A better way for Japan to live with its neighbours
Financial Times
Published: April 2 2007 17:59 Last updated: April 2 2007 17:59
In recent years foreign observers have reported increasing nationalistic pride in Japan. Such growing sentiment is rooted in frustration over gaps between Japan's security policy and the reality of today's world, and between contemporary Japan and its wartime past.
Japan's humiliation during the 1991 Gulf war first revealed the gap between the constraints of its pacifist constitution and the demands of the post-cold-war world. Despite its $13bn contribution, Japan was criticised for its inability to participate in the operations of the coalition forces. Meanwhile, controversy over Japan’s wartime past – exemplified by the Yasukuni shrine, which honours 2.5m war dead, including 14 Class A war criminals – has loomed over its relations with neighbours and has created an opening for a harmful strain of nationalism.

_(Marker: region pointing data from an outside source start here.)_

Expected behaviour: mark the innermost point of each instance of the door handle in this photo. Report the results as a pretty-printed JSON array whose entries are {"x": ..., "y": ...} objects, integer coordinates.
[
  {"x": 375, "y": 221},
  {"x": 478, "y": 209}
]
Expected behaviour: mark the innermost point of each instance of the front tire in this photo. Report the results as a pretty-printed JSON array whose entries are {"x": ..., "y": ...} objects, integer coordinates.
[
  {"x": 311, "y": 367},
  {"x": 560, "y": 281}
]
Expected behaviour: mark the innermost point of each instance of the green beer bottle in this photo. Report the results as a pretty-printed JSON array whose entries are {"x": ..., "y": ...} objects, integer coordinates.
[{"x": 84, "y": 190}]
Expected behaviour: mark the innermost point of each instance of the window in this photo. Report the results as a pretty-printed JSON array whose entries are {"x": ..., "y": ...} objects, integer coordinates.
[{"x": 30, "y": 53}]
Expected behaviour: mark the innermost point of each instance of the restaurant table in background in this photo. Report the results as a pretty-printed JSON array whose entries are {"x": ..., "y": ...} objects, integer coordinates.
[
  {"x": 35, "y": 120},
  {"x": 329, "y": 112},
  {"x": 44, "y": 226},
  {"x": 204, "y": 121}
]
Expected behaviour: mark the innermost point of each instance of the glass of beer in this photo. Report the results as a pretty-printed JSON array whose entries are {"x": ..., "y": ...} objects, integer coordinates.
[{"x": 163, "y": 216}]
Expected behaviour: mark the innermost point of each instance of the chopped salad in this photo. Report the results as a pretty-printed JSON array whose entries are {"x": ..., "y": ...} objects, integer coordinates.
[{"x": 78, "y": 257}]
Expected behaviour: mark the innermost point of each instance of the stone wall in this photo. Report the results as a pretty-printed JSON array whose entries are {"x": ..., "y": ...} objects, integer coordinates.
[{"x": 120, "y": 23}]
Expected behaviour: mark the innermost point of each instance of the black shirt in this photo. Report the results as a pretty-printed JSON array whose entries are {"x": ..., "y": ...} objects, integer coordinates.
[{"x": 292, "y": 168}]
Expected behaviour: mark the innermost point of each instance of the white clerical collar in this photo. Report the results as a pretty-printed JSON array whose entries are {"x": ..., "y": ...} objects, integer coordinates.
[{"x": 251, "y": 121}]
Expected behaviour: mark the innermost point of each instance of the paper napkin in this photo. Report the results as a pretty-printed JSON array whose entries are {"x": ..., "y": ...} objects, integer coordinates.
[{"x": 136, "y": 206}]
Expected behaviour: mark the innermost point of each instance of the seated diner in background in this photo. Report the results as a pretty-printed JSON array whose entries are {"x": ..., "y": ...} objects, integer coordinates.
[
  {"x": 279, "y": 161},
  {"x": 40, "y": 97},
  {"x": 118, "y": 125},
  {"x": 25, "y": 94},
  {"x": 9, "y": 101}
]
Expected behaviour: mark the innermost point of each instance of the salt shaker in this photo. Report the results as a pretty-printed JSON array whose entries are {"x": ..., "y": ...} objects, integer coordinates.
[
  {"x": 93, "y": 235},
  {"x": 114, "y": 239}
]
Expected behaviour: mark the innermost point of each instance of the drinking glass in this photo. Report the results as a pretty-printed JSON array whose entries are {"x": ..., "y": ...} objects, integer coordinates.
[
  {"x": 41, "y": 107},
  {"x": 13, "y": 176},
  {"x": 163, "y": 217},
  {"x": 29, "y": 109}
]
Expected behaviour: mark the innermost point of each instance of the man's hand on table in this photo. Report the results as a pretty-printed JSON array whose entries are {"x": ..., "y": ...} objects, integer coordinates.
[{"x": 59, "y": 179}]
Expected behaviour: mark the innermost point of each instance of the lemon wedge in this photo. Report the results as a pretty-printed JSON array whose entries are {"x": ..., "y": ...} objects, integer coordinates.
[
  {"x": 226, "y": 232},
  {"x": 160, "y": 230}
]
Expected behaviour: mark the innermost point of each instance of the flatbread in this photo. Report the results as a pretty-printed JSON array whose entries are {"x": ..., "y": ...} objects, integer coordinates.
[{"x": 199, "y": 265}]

I'm afraid this is the tenor aria from Act I, Scene II of La MOFA del Destino -- "It's the constitution's fault! And those damn priests at Yasukuni! Always making us look powerless and stupid! Un rengo per il mio cavallo!"
Not exactly.
Japan's problem at the time of the Gulf War was an ossified and illegitimate political class whose members could not move a meter outside their usual billets of shoveling pork and ingratiating themselves to their faction leaders.
How do I know this?
Because the celebrated Mr. K sent the destroyers to the Arabian Sea and the GSDF to Iraq without changing one damned comma in the Constitution--that's why.
Later in the piece Tanaka-san asks that everyone stop politicizing history.
Good luck. No wait, vaya con Dios...pero vaya.
"We should leave history to the historians," is a declaration of personal moral failure masquerading as impartiality.
Just don't tell the PM and Dr. Michael Green at CSIS that I said so, though.